La date du 11 janvier 2015 est certainement une date qui restera gravée dans l’histoire et dans la mémoire des gens. Plus d’un million de personnes se sont rassemblées à la place de la République et à la place de nation après les attentats qui ont fait 17 victimes à Paris.

Le rassemblement est prévu à 15 h à la place de la République. A Bondy vers 12h30, le quai du RER E est plein à craquer. Dans le RER, l’air est serein et les gens sont calmes. On entend le doux ronronnement du train. Je me suis assise à côté d’une dame et j’écoute leur conversation prise en cours de route. Elle dit à son amie : « ils ne gagneront jamais. Ils ne peuvent pas gagner, ce sont des abrutis. »
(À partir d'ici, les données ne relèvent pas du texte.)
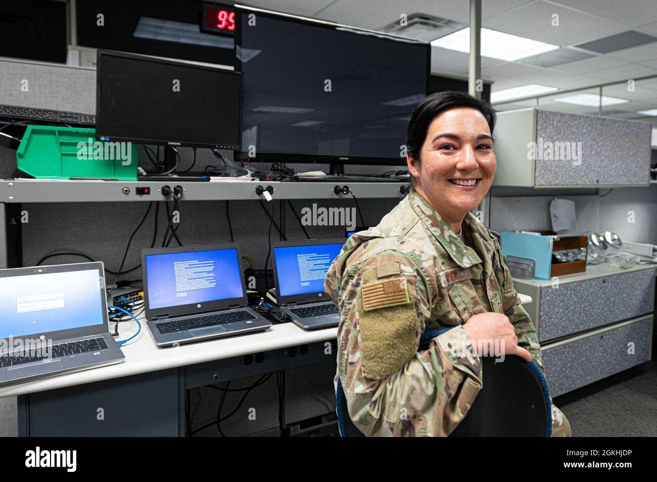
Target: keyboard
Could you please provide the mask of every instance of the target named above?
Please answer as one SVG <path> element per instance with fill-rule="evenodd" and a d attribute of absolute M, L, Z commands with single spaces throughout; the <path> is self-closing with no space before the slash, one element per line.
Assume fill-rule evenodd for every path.
<path fill-rule="evenodd" d="M 171 333 L 171 332 L 180 332 L 183 330 L 193 330 L 194 328 L 202 328 L 206 326 L 214 326 L 217 324 L 223 323 L 231 323 L 234 321 L 244 321 L 246 320 L 255 320 L 256 317 L 248 311 L 230 311 L 227 313 L 215 313 L 208 315 L 206 317 L 198 317 L 198 318 L 183 318 L 179 320 L 171 320 L 171 321 L 164 321 L 162 323 L 156 323 L 156 326 L 160 333 Z"/>
<path fill-rule="evenodd" d="M 32 121 L 58 124 L 69 124 L 85 127 L 96 125 L 96 116 L 90 114 L 66 112 L 61 110 L 37 109 L 0 105 L 0 118 L 7 120 Z"/>
<path fill-rule="evenodd" d="M 338 313 L 338 307 L 332 303 L 316 306 L 307 306 L 304 308 L 292 308 L 290 310 L 299 318 L 309 318 L 319 317 L 320 315 L 330 315 Z"/>
<path fill-rule="evenodd" d="M 98 338 L 89 338 L 88 340 L 81 340 L 78 341 L 70 341 L 69 343 L 53 345 L 49 349 L 44 347 L 43 349 L 49 349 L 51 356 L 30 355 L 30 351 L 28 351 L 27 352 L 14 351 L 9 355 L 0 357 L 0 368 L 4 368 L 7 366 L 15 366 L 24 363 L 33 363 L 51 358 L 61 358 L 71 355 L 86 353 L 89 351 L 106 350 L 107 345 L 105 343 L 105 340 L 102 339 L 102 337 L 99 337 Z"/>

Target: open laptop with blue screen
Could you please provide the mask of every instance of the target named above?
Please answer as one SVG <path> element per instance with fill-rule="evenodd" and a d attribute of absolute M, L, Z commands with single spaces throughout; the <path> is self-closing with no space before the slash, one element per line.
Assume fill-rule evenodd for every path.
<path fill-rule="evenodd" d="M 340 322 L 338 307 L 324 292 L 324 278 L 344 245 L 344 238 L 271 244 L 276 302 L 305 330 Z"/>
<path fill-rule="evenodd" d="M 0 269 L 0 385 L 118 363 L 102 263 Z"/>
<path fill-rule="evenodd" d="M 158 346 L 266 330 L 248 307 L 235 243 L 141 251 L 144 306 Z"/>

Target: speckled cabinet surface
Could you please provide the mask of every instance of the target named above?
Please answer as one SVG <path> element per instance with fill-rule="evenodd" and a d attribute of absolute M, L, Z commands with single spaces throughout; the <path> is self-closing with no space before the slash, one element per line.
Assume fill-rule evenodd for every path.
<path fill-rule="evenodd" d="M 647 122 L 538 109 L 536 142 L 547 155 L 536 156 L 535 185 L 646 186 L 650 136 Z"/>
<path fill-rule="evenodd" d="M 589 332 L 543 347 L 547 386 L 558 397 L 651 357 L 652 317 Z"/>
<path fill-rule="evenodd" d="M 652 269 L 541 288 L 539 340 L 543 342 L 652 311 Z"/>

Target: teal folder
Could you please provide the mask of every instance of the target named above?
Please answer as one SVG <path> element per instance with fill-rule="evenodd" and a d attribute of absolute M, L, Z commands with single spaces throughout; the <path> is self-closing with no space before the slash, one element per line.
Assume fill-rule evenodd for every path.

IMG_6092Arrivée à République, je longe le trottoir du boulevard Magenta dans le Xème arrondissement de Paris. Je tombe sur Michel, un ancien soldat français qui a servi la France pendant la Seconde Guerre mondiale. Il porte une casquette en laine et un blouson gris. Il attend un copain pour rejoindre le rassemblement à la place de la République. Il « ne comprend pas pourquoi l’attentat contre Charlie Hebdo fait remuer le monde entier alors quand au Proche-Orient des dizaines et des centaines de milliers de gens sont tués, on en fait pas un pataquès. » Quant aux musulmans, ils pense « qu’ils sont des victimes de la tragédie qui a touché Charlie Hebdo mais malheureusement on ne leur donne pas beaucoup l’occasion de s’exprimer ».

A côté du café, il y a deux jeunes types qui vendent pour 20 euros au lieu de 10 des tee-shirts noirs sur lesquels sont inscrits « je suis Charlie ». Au téléphone, un policier dit « il y a embrouille, à mon avis ils n’ont pas d’autorisations préfectorales. Le type est parti chercher son patron pour nous montrer son autorisation mais j’y crois pas. » Un policier retient un jeune monsieur aux cheveux blond et aux joues rouges qui veut casser la figure aux deux vendeurs en leur balançant « vous êtes des enculés parce que vous faites de l’argent sur le dos des autres ».

IMG_6115Il est 13h23, la place de la République est bondée. Il y a des jeunes, des vieux, des enfants, des noirs, des blancs, des beurs, des kippas, des foulards. C’est l’unité nationale tout le monde est là : sur la place, sur la route, sur les trottoirs, sur les balcons des appartements. Des jeunes gens sont montés sur la statue de la République. Ils chantent la Marseillaise et hurlent à la foule « Vous êtes qui ? » et à la foule de répondre en tapant des mains « On est Charlie ».

Il y a de l’audace dans les slogans : « Salafiste Fucking » « c’est pas Charlie la haine, la haine c’est le FN », « Faites l’amour à République, pas la guerre au terrorisme » ou encore « je suis Ana, Charlie, Ahmed…J’ai 45 ans, 72 ans, 6 ans…Je suis chrétien, musulman, juif…Je suis l’humanité. »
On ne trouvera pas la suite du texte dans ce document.